Pengadilan Tinggi (PT) Medan, Sumatera Utara memperkuat hukuman terhadap tiga terdakwa kasus dugaan korupsi koneksitas eradikasi lahan PT Perkebunan Sumatera Utara (PSU), dan ketiganya tetap divonis sembilan tahun enam bulan atau 9,5 tahun penjara.
"Menguatkan putusan Pengadilan Tindak Pidana Tipikor pada Pengadilan Negeri (PN) Medan Nomor 4, 5, dan 6/Pid.Sus-TPK/2024/PN Mdn tanggal 12 Juni 2024, yang dimintakan banding tersebut," tulis isi putusan banding dilihat dari Sistem Informasi Penelusuran Perkara (SIPP) PN Medan, Sabtu (24/8).
Ketiga terdakwa yakni mantan Direktur Utama (Dirut) PT Perkebunan Sumatera Utara Gazali Arief, lalu Ketua Primer Koperasi Kartika Karyawan dan Veteran Babinminvetcad Kodam I/Bukit Barisan (I/BB) Letkol Inf (Purn) Sahat Tua Bate'e, dan Febrian Morisdiak Bate’e selaku Direktur PT Kartika Berkah Bersama.
Putusan banding itu, dibacakan pada Selasa (20/8), oleh Hakim Ketua Longser Sormin didampingi Brigadir Jenderal TNI Apel Ginting dan Ansyori Syaifudin masing-masing sebagai Hakim Anggota.
Sebelumnya tiga terdakwa kasus korupsi koneksitas eradikasi lahan PT Perkebunan Sumatera Utara (PSU) masing-masing divonis 9,5 tahun penjara oleh majelis hakim Pengadilan Pengadilan Tipikor pada Pengadilan Negeri (PN) Medan.

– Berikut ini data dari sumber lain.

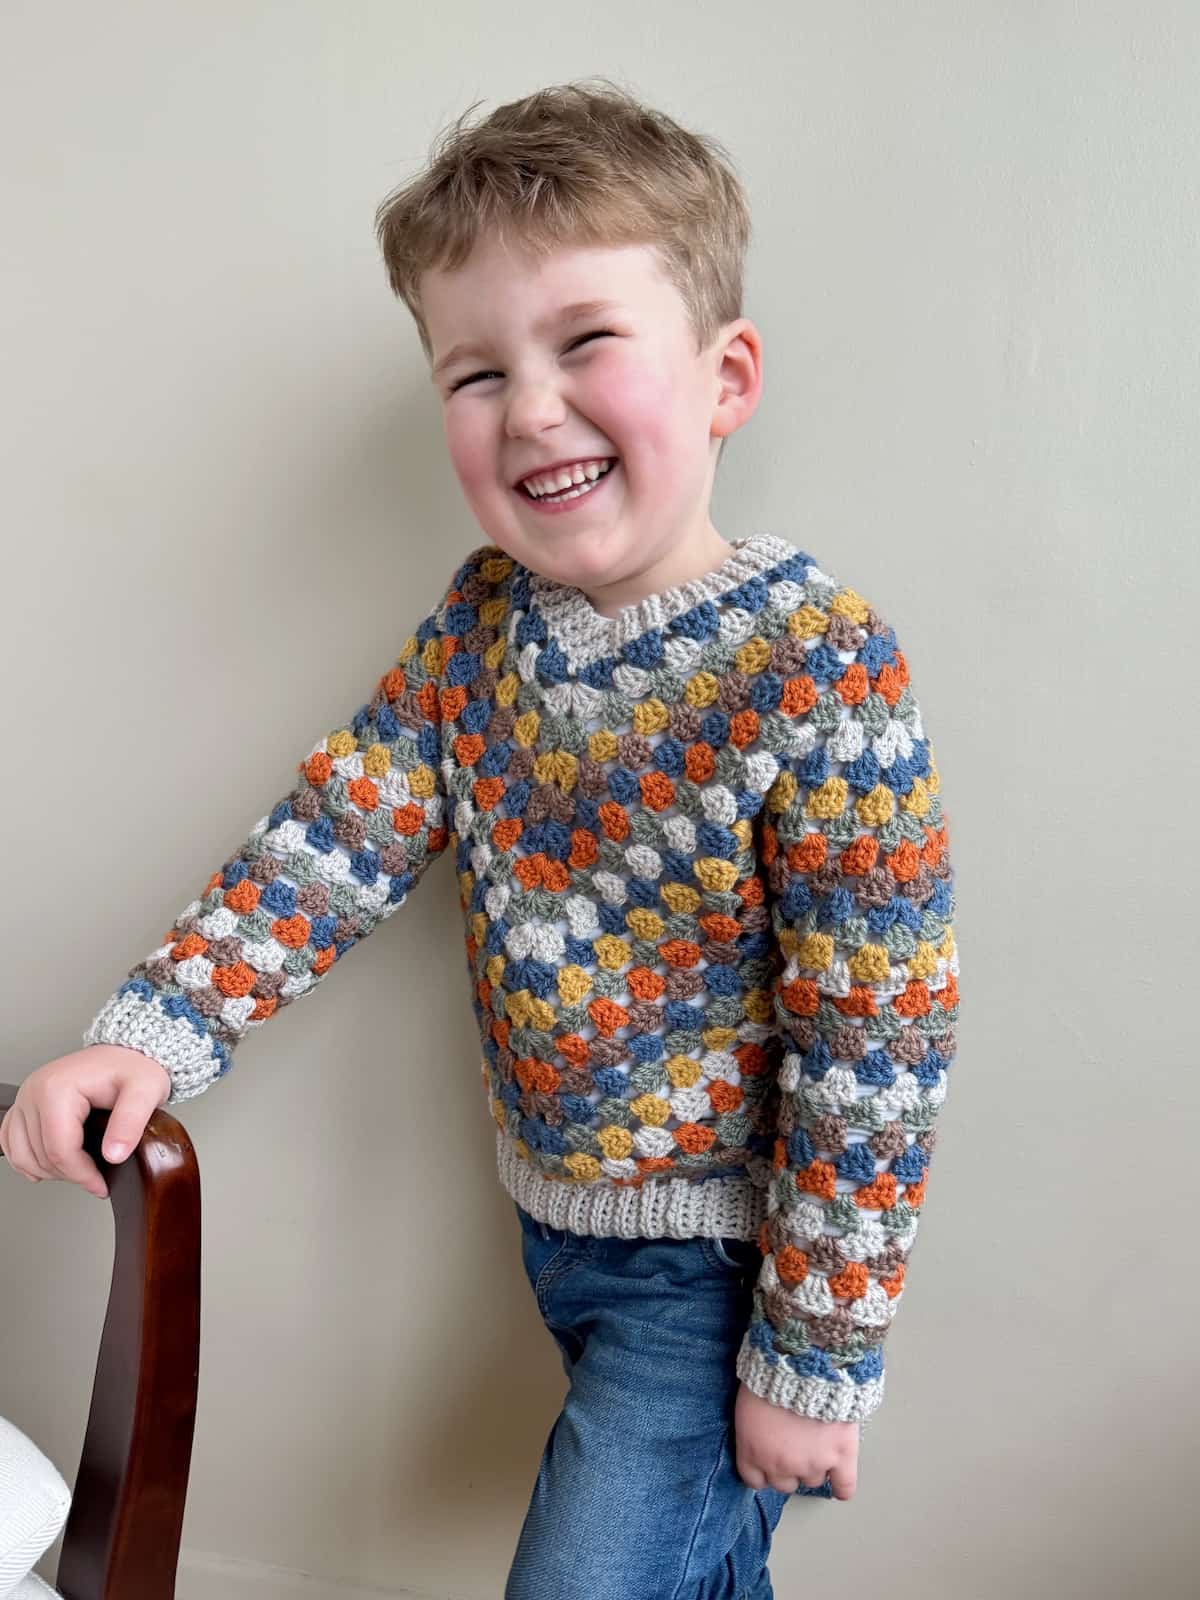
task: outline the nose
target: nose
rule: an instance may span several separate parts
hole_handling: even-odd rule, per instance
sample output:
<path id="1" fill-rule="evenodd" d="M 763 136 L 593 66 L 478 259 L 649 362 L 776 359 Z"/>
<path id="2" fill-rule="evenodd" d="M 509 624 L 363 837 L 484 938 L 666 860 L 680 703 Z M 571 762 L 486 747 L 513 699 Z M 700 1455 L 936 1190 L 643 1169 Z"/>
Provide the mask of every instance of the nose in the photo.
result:
<path id="1" fill-rule="evenodd" d="M 516 384 L 510 391 L 504 419 L 510 439 L 525 439 L 557 427 L 563 420 L 562 397 L 552 383 L 530 381 Z"/>

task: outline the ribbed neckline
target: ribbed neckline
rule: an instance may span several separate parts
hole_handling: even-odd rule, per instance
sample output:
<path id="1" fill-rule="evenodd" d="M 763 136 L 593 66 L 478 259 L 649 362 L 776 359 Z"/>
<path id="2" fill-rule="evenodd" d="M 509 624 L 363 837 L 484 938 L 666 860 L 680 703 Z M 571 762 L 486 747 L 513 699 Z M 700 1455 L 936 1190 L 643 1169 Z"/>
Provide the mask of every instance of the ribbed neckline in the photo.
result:
<path id="1" fill-rule="evenodd" d="M 719 600 L 747 578 L 768 572 L 798 553 L 795 545 L 771 533 L 751 533 L 730 543 L 733 548 L 719 567 L 622 606 L 615 617 L 597 611 L 582 589 L 529 569 L 531 603 L 545 619 L 570 670 L 578 672 L 603 656 L 618 655 L 652 628 L 665 627 L 703 600 Z"/>

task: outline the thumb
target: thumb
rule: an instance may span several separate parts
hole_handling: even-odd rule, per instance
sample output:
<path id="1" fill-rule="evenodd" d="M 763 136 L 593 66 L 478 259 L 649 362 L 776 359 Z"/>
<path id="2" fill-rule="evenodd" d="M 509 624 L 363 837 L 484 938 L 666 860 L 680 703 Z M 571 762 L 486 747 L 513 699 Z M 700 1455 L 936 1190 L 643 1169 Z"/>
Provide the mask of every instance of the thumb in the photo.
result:
<path id="1" fill-rule="evenodd" d="M 143 1084 L 124 1084 L 117 1095 L 104 1130 L 100 1149 L 106 1161 L 124 1161 L 146 1131 L 146 1124 L 157 1110 L 153 1090 Z"/>

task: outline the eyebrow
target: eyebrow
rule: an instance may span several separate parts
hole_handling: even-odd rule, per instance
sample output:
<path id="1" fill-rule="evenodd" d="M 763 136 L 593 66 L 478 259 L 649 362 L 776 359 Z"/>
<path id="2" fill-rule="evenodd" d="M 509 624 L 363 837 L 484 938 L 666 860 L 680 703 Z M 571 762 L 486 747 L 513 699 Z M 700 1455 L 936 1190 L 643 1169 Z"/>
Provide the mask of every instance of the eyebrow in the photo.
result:
<path id="1" fill-rule="evenodd" d="M 575 300 L 569 306 L 559 306 L 557 311 L 552 311 L 548 316 L 534 324 L 535 333 L 547 333 L 551 328 L 557 327 L 562 322 L 573 322 L 577 317 L 597 317 L 606 311 L 616 311 L 617 304 L 613 300 Z M 430 373 L 431 378 L 438 378 L 446 368 L 453 366 L 454 362 L 463 356 L 481 356 L 484 347 L 464 342 L 456 344 L 447 350 L 437 365 Z"/>

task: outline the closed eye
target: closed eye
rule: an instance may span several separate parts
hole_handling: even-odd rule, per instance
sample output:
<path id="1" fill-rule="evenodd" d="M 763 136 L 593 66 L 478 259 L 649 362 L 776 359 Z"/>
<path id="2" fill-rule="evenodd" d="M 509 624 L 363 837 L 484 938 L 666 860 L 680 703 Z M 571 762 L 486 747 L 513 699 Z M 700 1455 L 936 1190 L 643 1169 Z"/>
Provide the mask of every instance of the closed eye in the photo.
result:
<path id="1" fill-rule="evenodd" d="M 597 328 L 592 333 L 581 334 L 578 339 L 573 339 L 567 346 L 567 349 L 574 350 L 578 345 L 586 344 L 589 339 L 608 339 L 615 337 L 616 335 L 613 333 L 611 328 Z M 459 389 L 465 388 L 468 383 L 475 383 L 479 378 L 498 378 L 499 376 L 500 374 L 498 372 L 473 372 L 469 378 L 460 378 L 457 383 L 452 383 L 450 385 L 450 393 L 457 393 Z"/>

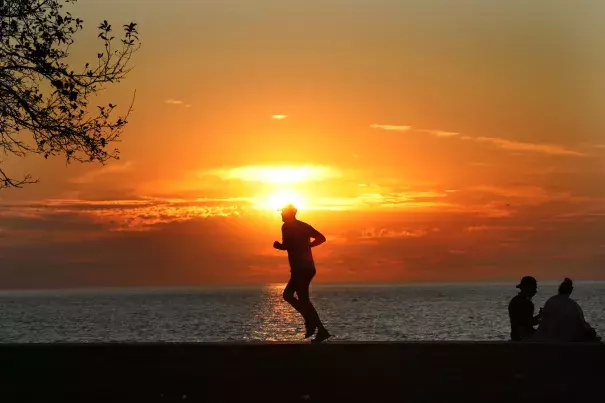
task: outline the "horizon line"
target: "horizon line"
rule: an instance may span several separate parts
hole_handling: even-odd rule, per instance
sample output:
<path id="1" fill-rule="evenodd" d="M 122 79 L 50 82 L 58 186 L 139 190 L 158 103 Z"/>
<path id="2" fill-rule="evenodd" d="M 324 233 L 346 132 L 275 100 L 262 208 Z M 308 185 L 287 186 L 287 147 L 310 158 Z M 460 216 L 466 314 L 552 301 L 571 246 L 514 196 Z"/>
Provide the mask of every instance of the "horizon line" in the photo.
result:
<path id="1" fill-rule="evenodd" d="M 313 287 L 407 287 L 407 286 L 456 286 L 456 285 L 511 285 L 515 288 L 519 280 L 476 280 L 476 281 L 394 281 L 394 282 L 321 282 Z M 559 284 L 562 280 L 541 280 L 540 284 Z M 113 286 L 77 286 L 77 287 L 48 287 L 48 288 L 0 288 L 2 294 L 14 293 L 43 293 L 43 292 L 90 292 L 90 291 L 170 291 L 170 290 L 207 290 L 233 288 L 265 288 L 285 286 L 287 281 L 243 284 L 197 284 L 197 285 L 113 285 Z M 605 279 L 577 279 L 576 284 L 605 283 Z"/>

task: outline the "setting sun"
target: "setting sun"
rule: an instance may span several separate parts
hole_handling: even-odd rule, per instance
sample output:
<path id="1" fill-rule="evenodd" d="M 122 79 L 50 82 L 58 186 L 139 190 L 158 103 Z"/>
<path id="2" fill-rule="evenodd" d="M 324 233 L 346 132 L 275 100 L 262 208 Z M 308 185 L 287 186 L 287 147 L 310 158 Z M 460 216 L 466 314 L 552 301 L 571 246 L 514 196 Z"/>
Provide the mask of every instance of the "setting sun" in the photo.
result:
<path id="1" fill-rule="evenodd" d="M 256 206 L 260 209 L 277 210 L 287 204 L 293 204 L 298 209 L 308 207 L 307 198 L 293 189 L 274 190 L 256 199 Z"/>
<path id="2" fill-rule="evenodd" d="M 294 204 L 299 209 L 311 208 L 309 189 L 303 184 L 322 182 L 340 176 L 340 173 L 326 166 L 314 165 L 249 165 L 228 170 L 215 170 L 206 174 L 226 181 L 258 183 L 262 186 L 253 198 L 253 204 L 260 210 L 277 210 L 286 204 Z"/>

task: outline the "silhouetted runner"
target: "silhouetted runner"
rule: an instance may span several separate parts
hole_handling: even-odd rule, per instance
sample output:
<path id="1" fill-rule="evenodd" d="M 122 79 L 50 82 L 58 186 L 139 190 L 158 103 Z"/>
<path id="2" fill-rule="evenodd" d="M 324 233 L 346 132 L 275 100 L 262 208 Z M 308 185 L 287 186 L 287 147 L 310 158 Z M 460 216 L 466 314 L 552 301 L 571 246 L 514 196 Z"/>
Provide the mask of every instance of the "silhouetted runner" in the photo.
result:
<path id="1" fill-rule="evenodd" d="M 297 220 L 296 212 L 296 207 L 291 204 L 281 209 L 281 217 L 284 222 L 281 227 L 282 242 L 275 241 L 273 247 L 288 251 L 290 281 L 284 289 L 284 299 L 304 318 L 305 339 L 313 336 L 317 330 L 317 336 L 313 342 L 321 343 L 330 337 L 330 333 L 321 323 L 321 319 L 309 299 L 309 286 L 315 277 L 315 262 L 311 248 L 326 242 L 326 237 L 309 224 Z M 296 297 L 294 293 L 296 293 Z"/>

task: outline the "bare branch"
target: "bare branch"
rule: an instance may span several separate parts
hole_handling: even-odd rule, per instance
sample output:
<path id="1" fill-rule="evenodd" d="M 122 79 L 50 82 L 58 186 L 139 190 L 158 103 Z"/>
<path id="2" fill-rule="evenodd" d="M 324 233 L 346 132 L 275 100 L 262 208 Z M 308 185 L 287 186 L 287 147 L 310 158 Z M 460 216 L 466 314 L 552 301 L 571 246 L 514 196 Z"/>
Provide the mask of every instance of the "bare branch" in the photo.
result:
<path id="1" fill-rule="evenodd" d="M 37 179 L 32 179 L 31 175 L 25 175 L 23 179 L 13 179 L 0 169 L 0 189 L 21 188 L 23 185 L 37 183 Z"/>

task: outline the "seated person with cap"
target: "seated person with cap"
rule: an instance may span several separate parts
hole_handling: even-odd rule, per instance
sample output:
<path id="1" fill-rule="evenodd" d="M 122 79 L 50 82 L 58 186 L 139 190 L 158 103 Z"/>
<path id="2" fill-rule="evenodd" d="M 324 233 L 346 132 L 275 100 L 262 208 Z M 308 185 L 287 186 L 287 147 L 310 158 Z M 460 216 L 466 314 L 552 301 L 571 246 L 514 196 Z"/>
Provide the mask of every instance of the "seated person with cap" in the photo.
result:
<path id="1" fill-rule="evenodd" d="M 520 290 L 508 305 L 510 318 L 510 338 L 513 341 L 527 341 L 532 338 L 542 315 L 542 310 L 534 316 L 534 304 L 531 299 L 538 291 L 538 282 L 531 276 L 521 279 L 517 288 Z"/>

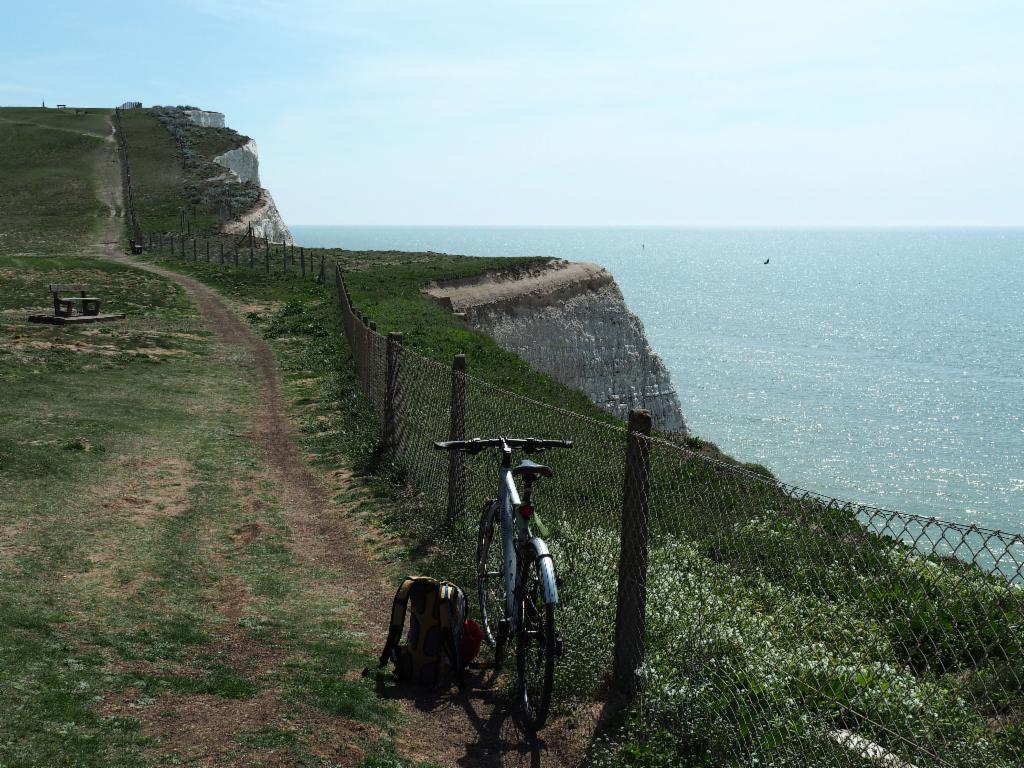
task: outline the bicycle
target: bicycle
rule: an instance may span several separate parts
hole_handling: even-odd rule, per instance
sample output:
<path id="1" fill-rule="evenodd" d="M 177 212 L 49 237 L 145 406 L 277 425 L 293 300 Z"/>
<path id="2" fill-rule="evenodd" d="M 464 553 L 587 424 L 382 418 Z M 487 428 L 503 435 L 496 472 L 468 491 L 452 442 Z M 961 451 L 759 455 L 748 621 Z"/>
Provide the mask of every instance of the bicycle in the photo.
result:
<path id="1" fill-rule="evenodd" d="M 510 637 L 516 643 L 516 697 L 523 722 L 531 731 L 544 727 L 551 707 L 555 662 L 562 640 L 555 629 L 558 579 L 547 544 L 530 530 L 534 515 L 533 484 L 553 472 L 543 464 L 523 459 L 512 466 L 512 453 L 543 453 L 549 448 L 572 448 L 570 440 L 495 437 L 435 442 L 438 450 L 475 455 L 498 448 L 497 498 L 484 504 L 477 539 L 477 595 L 485 642 L 494 649 L 495 666 L 504 660 Z M 523 479 L 523 495 L 516 487 Z M 494 537 L 501 531 L 501 539 Z"/>

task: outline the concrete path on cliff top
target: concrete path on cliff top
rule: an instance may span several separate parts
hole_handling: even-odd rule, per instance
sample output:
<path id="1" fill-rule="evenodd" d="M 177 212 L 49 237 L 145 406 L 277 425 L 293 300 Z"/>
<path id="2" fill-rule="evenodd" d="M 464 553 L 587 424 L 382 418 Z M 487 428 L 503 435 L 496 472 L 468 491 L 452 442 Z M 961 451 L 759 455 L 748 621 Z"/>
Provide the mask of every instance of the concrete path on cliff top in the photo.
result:
<path id="1" fill-rule="evenodd" d="M 290 545 L 298 558 L 338 574 L 338 604 L 351 604 L 353 596 L 363 596 L 355 601 L 356 609 L 348 612 L 346 620 L 351 631 L 366 638 L 367 651 L 378 652 L 390 615 L 395 573 L 367 550 L 350 529 L 343 510 L 342 514 L 328 514 L 330 510 L 338 511 L 339 504 L 333 499 L 338 495 L 339 476 L 343 485 L 357 481 L 344 470 L 328 478 L 306 463 L 287 414 L 274 354 L 227 300 L 197 280 L 132 259 L 120 251 L 120 168 L 114 145 L 108 147 L 107 158 L 98 166 L 98 195 L 111 217 L 98 233 L 96 254 L 174 281 L 189 294 L 222 343 L 244 349 L 251 356 L 261 407 L 251 415 L 250 439 L 265 470 L 281 489 L 280 502 L 292 534 Z M 333 486 L 330 492 L 329 483 Z M 471 684 L 468 693 L 450 697 L 395 686 L 380 688 L 379 693 L 403 713 L 394 733 L 395 747 L 402 758 L 468 768 L 558 768 L 581 762 L 586 736 L 579 729 L 567 730 L 555 721 L 539 737 L 528 736 L 510 716 L 510 702 L 496 690 L 503 687 L 500 683 L 485 687 L 482 676 L 472 682 L 476 684 Z"/>

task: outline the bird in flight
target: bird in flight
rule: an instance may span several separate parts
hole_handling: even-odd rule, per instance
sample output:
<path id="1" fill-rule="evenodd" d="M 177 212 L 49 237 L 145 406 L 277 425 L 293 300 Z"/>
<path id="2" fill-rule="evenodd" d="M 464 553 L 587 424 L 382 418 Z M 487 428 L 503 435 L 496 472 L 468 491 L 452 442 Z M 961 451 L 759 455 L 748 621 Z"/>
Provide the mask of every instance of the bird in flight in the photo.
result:
<path id="1" fill-rule="evenodd" d="M 770 256 L 767 259 L 764 260 L 764 263 L 767 264 L 769 261 L 771 261 L 771 257 Z"/>

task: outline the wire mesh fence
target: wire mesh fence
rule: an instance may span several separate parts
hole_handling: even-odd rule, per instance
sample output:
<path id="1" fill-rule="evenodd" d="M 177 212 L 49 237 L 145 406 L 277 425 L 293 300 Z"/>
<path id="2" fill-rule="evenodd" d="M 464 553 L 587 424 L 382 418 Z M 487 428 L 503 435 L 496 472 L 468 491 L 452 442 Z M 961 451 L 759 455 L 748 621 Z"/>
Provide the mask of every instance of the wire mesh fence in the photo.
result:
<path id="1" fill-rule="evenodd" d="M 294 252 L 247 236 L 220 263 L 334 286 L 389 471 L 415 499 L 403 532 L 435 575 L 475 590 L 497 458 L 433 441 L 574 441 L 545 455 L 555 478 L 536 500 L 562 582 L 560 701 L 630 696 L 623 727 L 668 756 L 657 764 L 1024 764 L 1024 537 L 815 494 L 650 436 L 649 421 L 495 387 L 471 360 L 378 333 L 335 265 Z"/>
<path id="2" fill-rule="evenodd" d="M 537 504 L 563 582 L 564 697 L 635 693 L 629 722 L 678 764 L 1022 764 L 1024 538 L 822 496 L 501 390 L 376 333 L 335 282 L 439 575 L 475 585 L 496 459 L 432 441 L 575 442 L 546 456 Z"/>

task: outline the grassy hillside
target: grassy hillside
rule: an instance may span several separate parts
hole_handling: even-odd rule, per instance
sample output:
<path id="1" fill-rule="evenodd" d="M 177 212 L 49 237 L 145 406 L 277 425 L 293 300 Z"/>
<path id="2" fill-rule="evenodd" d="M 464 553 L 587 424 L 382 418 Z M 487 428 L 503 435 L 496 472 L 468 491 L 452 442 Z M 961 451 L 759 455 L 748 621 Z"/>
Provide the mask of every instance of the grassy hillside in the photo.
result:
<path id="1" fill-rule="evenodd" d="M 445 464 L 429 448 L 447 429 L 444 366 L 452 354 L 468 352 L 471 373 L 514 393 L 472 383 L 473 430 L 578 441 L 573 452 L 548 459 L 559 478 L 543 493 L 543 512 L 565 588 L 559 700 L 563 712 L 586 709 L 604 695 L 609 666 L 621 433 L 608 430 L 611 419 L 579 393 L 533 374 L 420 293 L 430 279 L 516 262 L 328 254 L 345 270 L 360 311 L 383 332 L 404 332 L 410 349 L 441 364 L 404 364 L 405 447 L 397 457 L 380 454 L 375 417 L 327 297 L 293 290 L 286 276 L 168 263 L 245 301 L 287 297 L 278 311 L 253 319 L 275 340 L 293 390 L 305 393 L 308 444 L 386 478 L 379 487 L 391 501 L 376 506 L 376 519 L 428 572 L 473 579 L 473 512 L 445 525 Z M 270 263 L 277 271 L 280 256 Z M 473 503 L 488 492 L 492 460 L 470 463 Z M 876 530 L 888 536 L 875 536 L 849 508 L 793 496 L 674 446 L 652 446 L 651 478 L 645 692 L 595 745 L 596 764 L 866 768 L 871 760 L 836 743 L 844 729 L 919 766 L 1019 764 L 1019 589 L 929 552 L 935 529 L 925 535 L 907 518 L 883 515 Z M 896 541 L 915 531 L 924 553 Z M 954 546 L 957 530 L 948 534 Z"/>
<path id="2" fill-rule="evenodd" d="M 80 246 L 109 215 L 93 188 L 108 115 L 0 108 L 0 254 Z"/>
<path id="3" fill-rule="evenodd" d="M 177 232 L 180 211 L 189 205 L 189 200 L 174 139 L 145 110 L 127 110 L 121 114 L 121 122 L 132 163 L 139 226 L 143 232 Z"/>
<path id="4" fill-rule="evenodd" d="M 93 255 L 100 120 L 63 119 L 0 120 L 0 765 L 404 765 L 252 439 L 253 360 Z M 68 281 L 127 318 L 28 323 Z"/>
<path id="5" fill-rule="evenodd" d="M 122 113 L 144 233 L 186 230 L 213 233 L 255 205 L 259 188 L 225 175 L 213 158 L 241 146 L 247 137 L 229 128 L 200 128 L 173 107 Z"/>

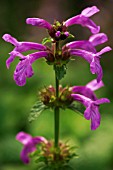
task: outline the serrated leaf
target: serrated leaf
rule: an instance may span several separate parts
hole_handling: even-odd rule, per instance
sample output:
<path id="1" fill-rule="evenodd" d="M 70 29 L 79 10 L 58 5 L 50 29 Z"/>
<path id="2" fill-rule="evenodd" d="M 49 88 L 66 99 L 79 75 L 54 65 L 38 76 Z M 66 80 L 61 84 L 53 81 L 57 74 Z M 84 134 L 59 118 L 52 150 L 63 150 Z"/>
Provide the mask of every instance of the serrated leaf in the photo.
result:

"Menjatuhkan hukuman kepada ketiga terdakwa masing-masing hukuman sembilan tahun dan enam bulan penjara," ujar Hakim Ketua M Yusafrihardi Girsang, di ruang sidang Cakra II, Pengadilan Tipikor pada PN Medan, Rabu (12/6).
Hakim menyatakan ketiga terdakwa terbukti bersalah melanggar Pasal 2 ayat (1) Jo Pasal 18 ayat (2) dan (3) Undang-Undang Nomor 31 Tahun 1999 yang telah diubah dengan Undang-undang Nomor 20 Tahun 2001 tentang Pemberantasan Tindak Pidana Korupsi Jo Pasal 55 ayat (1) ke-1 Jo Pasal 64 ayat (1) KUHPidana sebagaimana dakwaan primer.
Ketiga terdakwa juga dihukum membayar denda sebesar Rp350 juta dengan ketentuan apabila denda tidak dibayar, maka diganti dengan pidana kurungan selama lima bulan.
Menurut hakim, hal-hal yang memberatkan perbuatan para terdakwa tidak mendukung program pemerintah memberantas korupsi, dan perbuatan menghambat pembangunan.
Sedangkan hal yang meringankan, ketiga terdakwa telah bersikap sopan selama di persidangan, dan para terdakwa belum pernah dijatuhi hukuman.
Majelis hakim juga menghukum Sahat Tua Bate'e membayar uang pengganti Rp6,2 miliar dengan ketentuan apabila tidak dibayar dalam waktu satu bulan setelah putusan pengadilan berkekuatan tetap, maka harta benda terdakwa disita dan dilelang.
Apabila harta benda Sahat tidak mencukupi untuk menutupi uang pengganti tersebut, maka diganti dengan pidana penjara selama dua tahun dan enam bulan.
Sedangkan terdakwa Febrian merupakan anak Sahat Tua Bate'e dibebankan membayar uang pengganti Rp3,3 miliar. Jika harta benda tidak mencukupi untuk menutupi uang pengganti, maka diganti pidana penjara selama dua tahun.
Vonis yang diberikan majelis hakim lebih rendah dari tuntutan Jaksa Penuntut Umum (JPU) Kejati Sumut yang sebelumnya menuntut ketiga terdakwa dengan pidana penjara selama 18 tahun enam bulan.
Sebelumnya, Kepala Kejati Sumut Idianto mengatakan kasus ini bermula dari surat perjanjian yang ternyata hanya modus atau cara untuk mengeruk dan menjual tanah lahan PT PSU ke pembangunan jalan tol melalui vendor dengan jumlah tanah sebanyak 2.980.092 m3.
"Berdasarkan penghitungan ahli akuntan publik, negara dalam hal ini PT PSU mengalami kerugian sebesar Rp50.441.613.822," kata Idianto.